El Cuerpo desaparecido…

Enfin, dernier film à concourir en compétition, The Body (El Cuerpo), est un thriller à révélations et à tiroirs. Son réalisateur, l’Espagnol Oriol Paulo, se revendique d’ailleurs ouvertement de l’héritage d’Hitchcock, mais également de Clouzot. Une intrigue à base de coup-monté, de manipulation, de cadavre disparu, que le jeune cinéaste, également auteur du brillant scénario des Yeux de Julia, prend un malin plaisir à dérouler. Et il le fait avec beaucoup de brio.
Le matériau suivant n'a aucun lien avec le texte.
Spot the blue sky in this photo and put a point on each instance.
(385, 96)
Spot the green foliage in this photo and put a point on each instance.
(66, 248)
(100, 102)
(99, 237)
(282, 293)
Les révélations se succèdent autour du principal suspect, au sein d’une partition réglée au millimètre par Oriol Paulo, qui ajoute à son scénario vicieux, une mise en scène millimétrée toute dévouée à l’illustrer, et propice à créer une ambiance aux frontières du fantastique. Le tout est très classique, mais effectué avec une telle efficacité, qu’il est impossible de ne pas applaudir un si bel ouvrage, en dépit d’une accumulation de révélations quelque peu exagérée en fin de métrage. Le revers d’une certaine forme de générosité pour ce jeune cinéaste espagnol à suivre.